But not only the mainland. None of who I am today, none of what I have, exists without the freedoms and rights, of expression and to property, that in China are still unique to Hong Kong, all of which allowed ideas and capital to flow freely in to the mainland and out to the world, protected by our laws and independent judiciary. Without any help from the mainland, our city of outcasts—like my great-grandfather who fled here from China’s warring Guangxi region in 1925—built upon this barren rock one of the wealthiest, best educated, safest societies in the world, as readymade for democracy as any place has ever been. What made this possible—our free markets and our free press, our courts and our schools—are not gifts from the Chinese Communist Party; they are the fruits of our own labor.
Today’s protesters are not trying to change China. They are merely asking to preserve that which we ourselves have sown.

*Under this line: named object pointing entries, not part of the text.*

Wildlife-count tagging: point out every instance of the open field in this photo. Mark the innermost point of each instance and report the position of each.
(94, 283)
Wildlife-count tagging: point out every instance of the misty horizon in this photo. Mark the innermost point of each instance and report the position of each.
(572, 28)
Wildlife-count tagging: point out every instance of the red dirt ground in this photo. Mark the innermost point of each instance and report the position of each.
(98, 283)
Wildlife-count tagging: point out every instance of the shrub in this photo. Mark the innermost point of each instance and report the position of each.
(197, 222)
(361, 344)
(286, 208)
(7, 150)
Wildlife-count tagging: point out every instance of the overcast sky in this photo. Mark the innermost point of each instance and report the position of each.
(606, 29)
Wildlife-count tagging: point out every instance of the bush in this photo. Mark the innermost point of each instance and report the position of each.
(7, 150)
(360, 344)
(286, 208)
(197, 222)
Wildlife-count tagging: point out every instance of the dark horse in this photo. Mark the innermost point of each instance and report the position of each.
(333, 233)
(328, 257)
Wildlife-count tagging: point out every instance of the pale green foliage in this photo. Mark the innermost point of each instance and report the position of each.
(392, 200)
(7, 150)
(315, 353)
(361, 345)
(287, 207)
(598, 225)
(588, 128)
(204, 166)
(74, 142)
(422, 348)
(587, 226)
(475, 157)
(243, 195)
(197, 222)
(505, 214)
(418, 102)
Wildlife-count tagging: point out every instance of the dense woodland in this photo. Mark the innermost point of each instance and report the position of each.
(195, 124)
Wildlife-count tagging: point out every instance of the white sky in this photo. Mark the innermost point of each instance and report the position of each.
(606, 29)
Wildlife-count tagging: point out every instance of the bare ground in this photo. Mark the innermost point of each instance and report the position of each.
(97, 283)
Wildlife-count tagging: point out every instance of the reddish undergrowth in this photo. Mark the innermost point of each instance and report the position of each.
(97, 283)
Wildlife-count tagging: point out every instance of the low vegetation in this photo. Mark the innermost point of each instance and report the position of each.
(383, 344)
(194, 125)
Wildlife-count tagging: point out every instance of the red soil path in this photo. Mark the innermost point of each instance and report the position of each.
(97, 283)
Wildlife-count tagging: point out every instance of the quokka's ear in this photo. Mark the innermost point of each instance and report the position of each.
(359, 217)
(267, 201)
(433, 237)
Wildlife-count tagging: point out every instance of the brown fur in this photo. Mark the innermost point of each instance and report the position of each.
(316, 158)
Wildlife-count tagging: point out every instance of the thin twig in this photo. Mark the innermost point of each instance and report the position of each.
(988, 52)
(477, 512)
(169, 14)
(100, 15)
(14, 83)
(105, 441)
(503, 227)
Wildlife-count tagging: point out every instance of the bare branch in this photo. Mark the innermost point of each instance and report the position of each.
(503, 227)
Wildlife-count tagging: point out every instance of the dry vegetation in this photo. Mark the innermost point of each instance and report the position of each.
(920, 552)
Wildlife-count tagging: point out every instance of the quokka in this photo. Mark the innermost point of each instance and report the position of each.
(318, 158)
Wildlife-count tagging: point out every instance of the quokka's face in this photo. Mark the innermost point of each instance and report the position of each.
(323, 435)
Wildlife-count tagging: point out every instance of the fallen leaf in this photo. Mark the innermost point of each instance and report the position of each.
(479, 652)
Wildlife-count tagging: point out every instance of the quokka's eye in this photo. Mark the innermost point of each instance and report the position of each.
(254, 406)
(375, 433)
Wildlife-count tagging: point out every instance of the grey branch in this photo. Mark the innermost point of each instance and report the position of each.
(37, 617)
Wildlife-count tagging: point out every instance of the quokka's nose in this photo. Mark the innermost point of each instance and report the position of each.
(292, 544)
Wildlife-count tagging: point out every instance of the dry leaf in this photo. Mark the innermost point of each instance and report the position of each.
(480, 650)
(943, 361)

And if you include the 1.4 million Hong Kongers who say they signed a petition opposing civil disobedience but supporting universal suffrage, a clear majority of the Hong Kong electorate thinks democracy is the best way to do that.
If the government disagrees—if Leung, as he told the foreign media this week, is afraid of a tyranny of the masses who make less than $1,800 a month—then let’s have that debate on the merits of democracy. In Tuesday’s meeting, student protest leaders made their case for why truly universal suffrage would enrich our lives by holding the government accountable to all of us, not just some, but not once did the government explain how pre-selecting candidates for chief executive would make Hong Kong better, or why open nominations would make it worse. Free elections are impossible, we are told, not because they won’t help bridge the wealth divide or sustain our way of life, but simply because Leung’s bosses say so.

I feel for the small businesses and hourly workers who have been affected by the protests, knowing that true democracy, when it comes, will not reimburse them for their losses, and that any benefits they will reap are too far in the distance. So although I have a special fondness for liberally exercising my freedom of assembly in the shopping district of Causeway Bay, having spent most of my adolescence loitering under one of its now numerous Jumbotrons, the police were right to swiftly unblock Hennessy Road, one of Hong Kong Island’s vital arteries, as well as Queensway, another thoroughfare closer to the main protest site in Admiralty. Too many Hong Kongers—the ones Leung doesn’t trust with the vote—depend on those roads just to get by.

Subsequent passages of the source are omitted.